Duncan Dhu acompaña los silencios de una mujer que fuma ansiosa. 



Aquella mujer se siente incómoda. Su marido está tirado en la cama. Ella está de espaldas. Malditos sean los silencios. Afuera es de madrugada. Adentro no hace tanto frío. Y sin embargo, sabes, ella siente un escalofrío. Desnuda, se viste de humo. El color negro no le sienta, reflexiona. El rojo tampoco le atrae. Piensa eso mientras observa las sábanas teñidas del color de la desgracia. Alguna vez amó a ese tipo que se desangra de manera escandalosa. Tendré que comprar otro colchón y tirar las sábanas, piensa ella. 

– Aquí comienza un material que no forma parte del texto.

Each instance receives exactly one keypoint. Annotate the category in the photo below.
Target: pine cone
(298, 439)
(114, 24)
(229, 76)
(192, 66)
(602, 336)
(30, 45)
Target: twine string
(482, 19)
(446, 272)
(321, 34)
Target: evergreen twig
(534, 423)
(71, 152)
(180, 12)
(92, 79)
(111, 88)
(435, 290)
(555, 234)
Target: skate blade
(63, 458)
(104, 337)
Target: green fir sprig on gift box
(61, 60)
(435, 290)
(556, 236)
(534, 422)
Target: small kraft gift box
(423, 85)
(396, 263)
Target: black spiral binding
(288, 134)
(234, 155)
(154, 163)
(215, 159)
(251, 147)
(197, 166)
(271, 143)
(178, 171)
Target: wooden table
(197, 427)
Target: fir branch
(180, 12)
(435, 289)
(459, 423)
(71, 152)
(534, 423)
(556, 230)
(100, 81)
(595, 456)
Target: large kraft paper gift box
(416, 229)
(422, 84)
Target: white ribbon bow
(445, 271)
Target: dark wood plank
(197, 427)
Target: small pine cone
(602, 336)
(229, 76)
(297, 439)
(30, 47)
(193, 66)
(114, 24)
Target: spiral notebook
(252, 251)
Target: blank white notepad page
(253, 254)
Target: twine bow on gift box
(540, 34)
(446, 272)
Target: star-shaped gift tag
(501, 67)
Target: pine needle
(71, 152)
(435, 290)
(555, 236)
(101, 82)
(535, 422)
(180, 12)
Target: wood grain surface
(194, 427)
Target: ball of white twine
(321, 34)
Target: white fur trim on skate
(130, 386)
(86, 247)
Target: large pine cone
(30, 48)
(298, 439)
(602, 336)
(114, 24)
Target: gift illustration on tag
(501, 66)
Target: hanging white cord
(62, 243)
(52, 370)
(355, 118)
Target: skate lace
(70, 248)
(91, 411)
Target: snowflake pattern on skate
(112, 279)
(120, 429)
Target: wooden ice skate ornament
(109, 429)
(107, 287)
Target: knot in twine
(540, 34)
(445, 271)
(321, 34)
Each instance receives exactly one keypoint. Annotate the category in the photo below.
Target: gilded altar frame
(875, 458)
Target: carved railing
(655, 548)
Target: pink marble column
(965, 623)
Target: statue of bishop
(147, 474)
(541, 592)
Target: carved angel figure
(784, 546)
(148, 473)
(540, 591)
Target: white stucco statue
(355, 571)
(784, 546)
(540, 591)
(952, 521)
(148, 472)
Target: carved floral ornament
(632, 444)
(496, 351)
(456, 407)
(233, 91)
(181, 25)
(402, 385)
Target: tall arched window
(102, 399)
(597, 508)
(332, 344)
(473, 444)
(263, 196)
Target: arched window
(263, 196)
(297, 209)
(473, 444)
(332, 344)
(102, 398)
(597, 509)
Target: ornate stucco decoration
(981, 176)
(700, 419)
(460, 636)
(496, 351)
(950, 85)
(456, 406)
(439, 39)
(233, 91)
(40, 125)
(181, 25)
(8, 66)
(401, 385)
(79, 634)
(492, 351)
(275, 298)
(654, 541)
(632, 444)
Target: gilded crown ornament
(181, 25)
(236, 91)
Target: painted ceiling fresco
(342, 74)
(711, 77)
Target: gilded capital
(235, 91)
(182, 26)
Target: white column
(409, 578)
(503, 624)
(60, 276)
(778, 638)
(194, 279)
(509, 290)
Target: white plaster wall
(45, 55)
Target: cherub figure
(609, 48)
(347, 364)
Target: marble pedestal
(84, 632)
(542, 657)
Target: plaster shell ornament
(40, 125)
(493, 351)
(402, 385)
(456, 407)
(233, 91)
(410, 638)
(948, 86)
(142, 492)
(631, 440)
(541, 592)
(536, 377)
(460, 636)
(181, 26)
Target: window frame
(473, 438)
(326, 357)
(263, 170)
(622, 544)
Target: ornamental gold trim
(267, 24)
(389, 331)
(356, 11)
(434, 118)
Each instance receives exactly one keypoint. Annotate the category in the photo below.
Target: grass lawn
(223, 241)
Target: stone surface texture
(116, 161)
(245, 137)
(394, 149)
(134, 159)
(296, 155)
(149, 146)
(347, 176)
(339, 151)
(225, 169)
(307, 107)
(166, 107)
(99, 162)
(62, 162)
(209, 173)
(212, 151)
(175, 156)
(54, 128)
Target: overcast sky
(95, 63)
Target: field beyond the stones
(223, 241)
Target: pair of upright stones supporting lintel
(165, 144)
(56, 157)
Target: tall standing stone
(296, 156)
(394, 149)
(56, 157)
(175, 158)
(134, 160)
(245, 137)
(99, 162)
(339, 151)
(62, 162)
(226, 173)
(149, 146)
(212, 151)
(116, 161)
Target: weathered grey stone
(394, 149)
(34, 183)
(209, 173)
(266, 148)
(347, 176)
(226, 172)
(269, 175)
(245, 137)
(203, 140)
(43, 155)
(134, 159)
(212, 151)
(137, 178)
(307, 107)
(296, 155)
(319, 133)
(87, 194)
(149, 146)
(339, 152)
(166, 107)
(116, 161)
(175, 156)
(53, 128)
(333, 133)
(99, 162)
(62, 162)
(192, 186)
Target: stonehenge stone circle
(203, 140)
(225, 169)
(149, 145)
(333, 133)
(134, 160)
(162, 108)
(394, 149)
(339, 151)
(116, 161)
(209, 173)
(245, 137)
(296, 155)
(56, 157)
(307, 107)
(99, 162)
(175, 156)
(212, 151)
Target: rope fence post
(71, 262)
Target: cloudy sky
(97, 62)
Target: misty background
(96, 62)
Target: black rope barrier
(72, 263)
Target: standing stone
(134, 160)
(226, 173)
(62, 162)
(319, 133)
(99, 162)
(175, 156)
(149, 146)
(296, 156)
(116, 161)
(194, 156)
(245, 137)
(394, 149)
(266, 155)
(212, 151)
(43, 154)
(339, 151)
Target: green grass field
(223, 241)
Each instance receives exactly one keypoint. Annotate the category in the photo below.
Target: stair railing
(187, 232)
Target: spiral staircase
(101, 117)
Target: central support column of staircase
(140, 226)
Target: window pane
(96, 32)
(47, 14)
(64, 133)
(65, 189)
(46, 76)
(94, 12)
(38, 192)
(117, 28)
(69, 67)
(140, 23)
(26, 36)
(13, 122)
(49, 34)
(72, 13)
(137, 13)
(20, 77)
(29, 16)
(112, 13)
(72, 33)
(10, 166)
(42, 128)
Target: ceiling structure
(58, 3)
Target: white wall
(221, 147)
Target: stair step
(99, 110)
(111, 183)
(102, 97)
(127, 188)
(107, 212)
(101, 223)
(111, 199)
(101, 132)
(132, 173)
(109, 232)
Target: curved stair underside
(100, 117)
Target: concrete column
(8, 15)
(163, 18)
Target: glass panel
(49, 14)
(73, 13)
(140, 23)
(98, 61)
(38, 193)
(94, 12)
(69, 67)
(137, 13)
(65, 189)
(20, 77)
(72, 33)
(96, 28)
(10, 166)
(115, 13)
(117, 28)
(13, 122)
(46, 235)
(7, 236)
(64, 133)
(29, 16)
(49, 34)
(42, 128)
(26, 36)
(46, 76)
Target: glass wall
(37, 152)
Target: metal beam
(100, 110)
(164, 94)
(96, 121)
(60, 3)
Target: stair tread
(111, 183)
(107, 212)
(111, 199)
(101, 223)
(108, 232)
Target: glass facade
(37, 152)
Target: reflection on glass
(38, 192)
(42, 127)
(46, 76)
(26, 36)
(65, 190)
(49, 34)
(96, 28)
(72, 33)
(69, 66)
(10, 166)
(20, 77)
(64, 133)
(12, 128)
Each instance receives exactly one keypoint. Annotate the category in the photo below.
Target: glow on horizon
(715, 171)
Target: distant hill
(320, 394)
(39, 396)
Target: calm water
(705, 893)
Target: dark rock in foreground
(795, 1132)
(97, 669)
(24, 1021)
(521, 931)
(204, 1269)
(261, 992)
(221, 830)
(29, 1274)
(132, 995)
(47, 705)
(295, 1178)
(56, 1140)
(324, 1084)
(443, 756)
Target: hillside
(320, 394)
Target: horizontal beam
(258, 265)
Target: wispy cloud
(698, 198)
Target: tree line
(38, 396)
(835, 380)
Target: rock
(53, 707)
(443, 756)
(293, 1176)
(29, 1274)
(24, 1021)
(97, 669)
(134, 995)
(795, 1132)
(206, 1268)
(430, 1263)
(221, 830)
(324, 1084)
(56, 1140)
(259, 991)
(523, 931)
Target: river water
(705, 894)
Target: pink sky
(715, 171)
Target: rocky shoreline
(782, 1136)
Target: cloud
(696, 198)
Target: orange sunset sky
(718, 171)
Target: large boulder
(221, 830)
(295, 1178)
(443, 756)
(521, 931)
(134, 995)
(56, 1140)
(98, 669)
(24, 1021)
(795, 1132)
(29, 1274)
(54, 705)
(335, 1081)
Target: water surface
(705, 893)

“En algún lugar de un gran país
olvidaron construir
un hogar donde no queme el sol
y al nacer no haya que morir”, 

dicta otra canción. Patricia está en shock, parece no entender lo que acaba de hacer. Ella sólo piensa que esa mancha oscura, dramática, no será tan fácil de lavar. El tipo sobre la cama suelta un último estertor, como un eructo pero más feo. Y un último borbotón de sangre escupió esa boca grosera, esa boca que siempre ha roncado de fea manera.